Trent Johnson has continually declared his confidence in Mitch Johnson (no relation) as his point guard. The third-year Stanford head coach points out that the 6'1" floor general suffered a knee injury the summer before his freshman year, which indeed derailed his conditioning and timing. After a healthy spring and summer this off-season, Johnson is clearly in superior physical condition. There are still some improvements his head coach would like to see this fall, however.
"Some of his decision-making, in the short time that we have gone up and down against each other, hasn't been what I would have liked," Trent Johnson says. "He worked extremely hard on his outside shot. And he's played better. Last year, he was injured. Now he's healthy and stronger."
Mitch Johnson is one of the three players the Cardinal head coach feels are known quantities, alongside Prowitt and Finger.
"I pretty much know what I'm going to get from Peter when he's healthy: left-shoulder jump hook, rebounding and being physical," says Trent Johnson. "Taj is going to defend and going to rebound. There isn't going to be any drastic changes in terms of what Taj does offensively. Taj is who he is. Mitch Johnson is going to run our team. He is going to make decisions; he's going to have to defend at the point-of-attack; and he's going to have to knock down the open jumpshot consistently."

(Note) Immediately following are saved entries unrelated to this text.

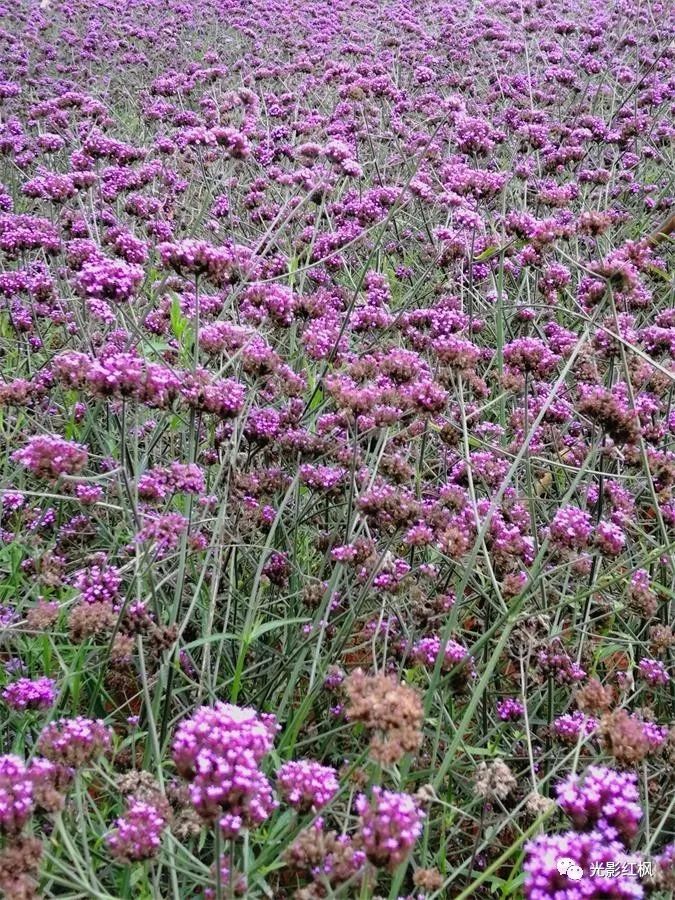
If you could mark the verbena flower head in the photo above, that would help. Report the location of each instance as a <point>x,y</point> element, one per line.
<point>219,750</point>
<point>138,833</point>
<point>48,456</point>
<point>74,742</point>
<point>306,784</point>
<point>25,693</point>
<point>605,801</point>
<point>590,853</point>
<point>16,795</point>
<point>389,825</point>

Those would have been three of Stanford's five starters at the beginning of this season, if not for Prowitt's broken bone in his knee suffered during the Cardinal's first full practice in mid-October. Finger went down with back spasms 11 days ago, and only yesterday did he return to practice for the first time. Finger is expected to play limited minutes off the bench this evening against British Columbia, provided that his back did not respond poorly to Monday's practice. Johnson says that Prowitt is "maybe two weeks out, maybe a little more."

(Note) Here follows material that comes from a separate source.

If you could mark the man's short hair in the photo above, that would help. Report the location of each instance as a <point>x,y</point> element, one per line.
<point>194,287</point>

With those two juniors missing, the starting five will including a freshman in Lopez and three sophomores (Johnson, Anthony Goods and Lawrence Hill). The lone upperclassman in the starting lineup is senior Fred Washington, who has battled inconsistency and injuries the last three years at Stanford. A reshuffled coaching staff has breathed new life into the 6'5" athlete. Washington has been tasked with the difficulty of playing both forward positions. He is naturally a small forward, but he has shown real contributions in certain match-up situations at power forward.

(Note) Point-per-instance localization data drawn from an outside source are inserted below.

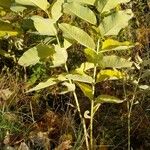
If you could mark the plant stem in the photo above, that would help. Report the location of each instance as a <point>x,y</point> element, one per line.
<point>92,101</point>
<point>129,107</point>
<point>79,111</point>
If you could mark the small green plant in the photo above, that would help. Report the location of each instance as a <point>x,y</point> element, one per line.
<point>105,19</point>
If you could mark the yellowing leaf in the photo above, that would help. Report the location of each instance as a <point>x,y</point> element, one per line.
<point>113,61</point>
<point>110,44</point>
<point>8,29</point>
<point>92,56</point>
<point>80,78</point>
<point>5,3</point>
<point>43,4</point>
<point>77,34</point>
<point>57,6</point>
<point>81,11</point>
<point>84,67</point>
<point>44,26</point>
<point>35,54</point>
<point>112,24</point>
<point>107,99</point>
<point>60,56</point>
<point>106,5</point>
<point>109,74</point>
<point>86,89</point>
<point>88,2</point>
<point>42,85</point>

Most importantly, Washington is showing thus far in the preseason better discipline and intensity on defense, along with an offensive identity that matches what the coaches are instructing. Trent Johnson has his fingers crossed that the fourth-year forward is finally turning the corner for the Cardinal.
"I want Fred to do what exactly he is been doing this year," the head coach declares. "Stay healthy, be one of our best perimeter defenders, bring a lot of energy and understand his role offensively. Make good decisions in the open court. That's it."
The injuries greatly complicate the Cardinal picture in this most uncertain of seasons, which makes tonight's exhibition more interesting than usual. No player on the roster earned so much as Honorable Mention All Pac-10 honors last year. Stanford has not been without that returning to its roster since 1995. There are questions a-plenty to be answered this evening, with the Siena Saints and the regular season opener just four days away. This amalgam of parts has to quickly come together as a team.
"Exhibitions are exhibitions, and we have to find out as much we can about our basketball team before Saturday," Trent Johnson says. "The bottom line is to get out there and understand our substitution patterns and rotations defensively and offensively."
"The practices have been working toward the goal of developing us as a team," adds Robin Lopez. "We just want to make strides individually and as a team. We want to come together, and by league [play] we want to be clicking."